In Waterman-Awakening #2 (2021), a figure whose torso and face are obscured by a tidal wave, sits atop a bed, clutching her knees and gazing out a window, consisting of a bright blue screen and the Facebook thumbs-up like symbol at its center. In another work, which she exhibited in her 2021 show Waterman Merging at the Bountiful Davis Art Center in Bountiful, Utah, two figures are seen in their respective rooms staring at screens and seemingly oblivious to the other human’s existence mere yards away, a statement about the intentional modes of isolation that surround us in the social media era.
“This is questioning what we perceive as reality,” she says. “I am asking about the reality of the inside of the little window you have in your hands.”
Of course, Lee-Lodge is by no means the first artist to articulate this willful isolation principle. In addition to Hopper, her work recalls a century-old trope grappling with technology’s disruptive forces. The work of German Expressionist Ernst Ludwig Kirchner, for one, recalls a horror and condemnation of the modern condition ahead of the First World War, with Street, Berlin (1913) capturing the hustle of the modern metropolis that leaves its inhabitants feeling even more isolated than ever. To Kirchner, the hope and promise of the modern metropolis as a unifying force was a folly. Lodge’s work achieves something similar, an isolation of the source of our alienation, which at once carried such promise of uniting us.
Over the past year, her work aims to investigate the ways we project misunderstandings onto each other. This and other works appear in the exhibition Waterman: Coloring the Stranger, which is on view at Granary Arts in Ephraim through May 5, 2023. This series, taken partly from work exhibited in a group show at Modern West Fine Art in Salt Lake City, as well as work made in the years before, is decidedly more colorful than her original Waterman series.

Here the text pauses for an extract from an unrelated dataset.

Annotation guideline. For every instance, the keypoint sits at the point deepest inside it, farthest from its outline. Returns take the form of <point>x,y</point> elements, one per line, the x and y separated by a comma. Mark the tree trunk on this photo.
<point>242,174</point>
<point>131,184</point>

She cites the 1998 film Pleasantville as a particular inspiration for the series, specifically how the film’s subjects evolve from black and white to color vis-à-vis The Wizard of Oz as they begin to accept emotions and love.
“I saw this as a poetic projection of how we begin to adjust to a particular place, of warming up,” Lee-Lodge says. “Also, as a painter, I missed using color. This series is admitting that I may still be failing at transitioning to the new place on my own, but I have now accepted that this struggle is a part of life, and perhaps will always be there.”
Many think pieces penned during and after the pandemic chart the increasing loneliness afflicting American society. And while virtually all of us will encounter such episodes of transition, art that encourages a discussion on these topics, at once personal and universal, is encouraging, an invitation to remain open to communication in an ever-changing world.